Os dados são de uma pesquisa Genial/Quaest realizada em dezembro com 2.004 entrevistados e foram divulgados na coluna de Mônica Bergamo.

Motivos apontados para a prisão

Entre os 52% que responsabilizam Bolsonaro e sua família pelo desfecho, a percepção predominante é de que a prisão decorreu de condutas que teriam agravado a situação do ex-presidente e levado à adoção de uma medida mais dura.

Dentro desse grupo, 32% afirmam que Bolsonaro foi preso porque “danificou a tornozeleira eletrônica” que utilizava quando estava em prisão domiciliar. Outros 16% apontam “risco de fuga para o exterior”. Já 4% acreditam que ele foi encarcerado porque seu filho, o senador Flávio Bolsonaro (PL-RJ), organizava uma vigília nas proximidades do condomínio onde o ex-presidente morava — razão que teria sido apresentada oficialmente para justificar a prisão.

A divisão entre bolsonaristas e o restante do país

O levantamento também indica que a tese de “perseguição política” é minoritária no conjunto da população, mas aparece como dominante entre os entrevistados que se declaram bolsonaristas. Nesse segmento, 52% dizem acreditar que o ex-presidente foi preso por perseguição do STF.

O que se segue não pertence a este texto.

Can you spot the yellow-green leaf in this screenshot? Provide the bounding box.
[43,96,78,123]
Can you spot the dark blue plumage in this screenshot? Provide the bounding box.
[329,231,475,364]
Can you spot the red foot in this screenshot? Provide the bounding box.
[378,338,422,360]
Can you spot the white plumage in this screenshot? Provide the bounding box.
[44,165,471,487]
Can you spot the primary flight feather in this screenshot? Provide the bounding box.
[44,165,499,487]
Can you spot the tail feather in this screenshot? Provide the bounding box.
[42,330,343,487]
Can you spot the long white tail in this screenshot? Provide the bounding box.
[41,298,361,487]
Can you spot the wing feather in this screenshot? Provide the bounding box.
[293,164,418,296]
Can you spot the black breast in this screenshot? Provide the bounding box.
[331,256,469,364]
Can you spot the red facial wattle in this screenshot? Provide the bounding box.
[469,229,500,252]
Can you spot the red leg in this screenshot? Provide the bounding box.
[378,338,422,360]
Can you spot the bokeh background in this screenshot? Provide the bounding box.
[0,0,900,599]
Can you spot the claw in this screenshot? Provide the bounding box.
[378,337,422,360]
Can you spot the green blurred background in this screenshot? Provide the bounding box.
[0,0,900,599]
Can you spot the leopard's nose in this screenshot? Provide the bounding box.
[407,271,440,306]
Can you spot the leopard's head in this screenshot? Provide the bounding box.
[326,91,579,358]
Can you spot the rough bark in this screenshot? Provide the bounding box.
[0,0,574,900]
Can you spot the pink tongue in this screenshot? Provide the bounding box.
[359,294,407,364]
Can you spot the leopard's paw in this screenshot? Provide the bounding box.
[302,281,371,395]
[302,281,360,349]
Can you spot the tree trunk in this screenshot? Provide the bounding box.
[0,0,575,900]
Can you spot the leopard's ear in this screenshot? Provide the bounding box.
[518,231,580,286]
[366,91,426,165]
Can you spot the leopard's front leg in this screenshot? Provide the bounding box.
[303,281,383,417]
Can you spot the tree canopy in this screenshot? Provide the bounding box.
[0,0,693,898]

Mesmo entre os apoiadores mais fiéis, porém, há uma parcela expressiva que discorda: 18% afirmam que Bolsonaro está preso porque violou a tornozeleira eletrônica. A pesquisa ainda mostra que os bolsonaristas são os que menos acreditam na hipótese de tentativa de fuga: apenas 2% enxergam risco de que ele buscasse sair do país, contra 16% no total da amostra.

“Merece estar preso”: maioria considera a prisão justa

Outro dado que chama atenção é a percepção sobre a legitimidade da prisão. Segundo a Genial/Quaest, 51% dos entrevistados dizem acreditar que Bolsonaro “merece estar preso”.

O índice varia de forma drástica de acordo com a preferência política: entre eleitores petistas, o percentual sobe para 91%, enquanto entre bolsonaristas cai para apenas 4%. O contraste reforça a intensidade da polarização em torno do destino do ex-presidente e do papel das instituições no caso.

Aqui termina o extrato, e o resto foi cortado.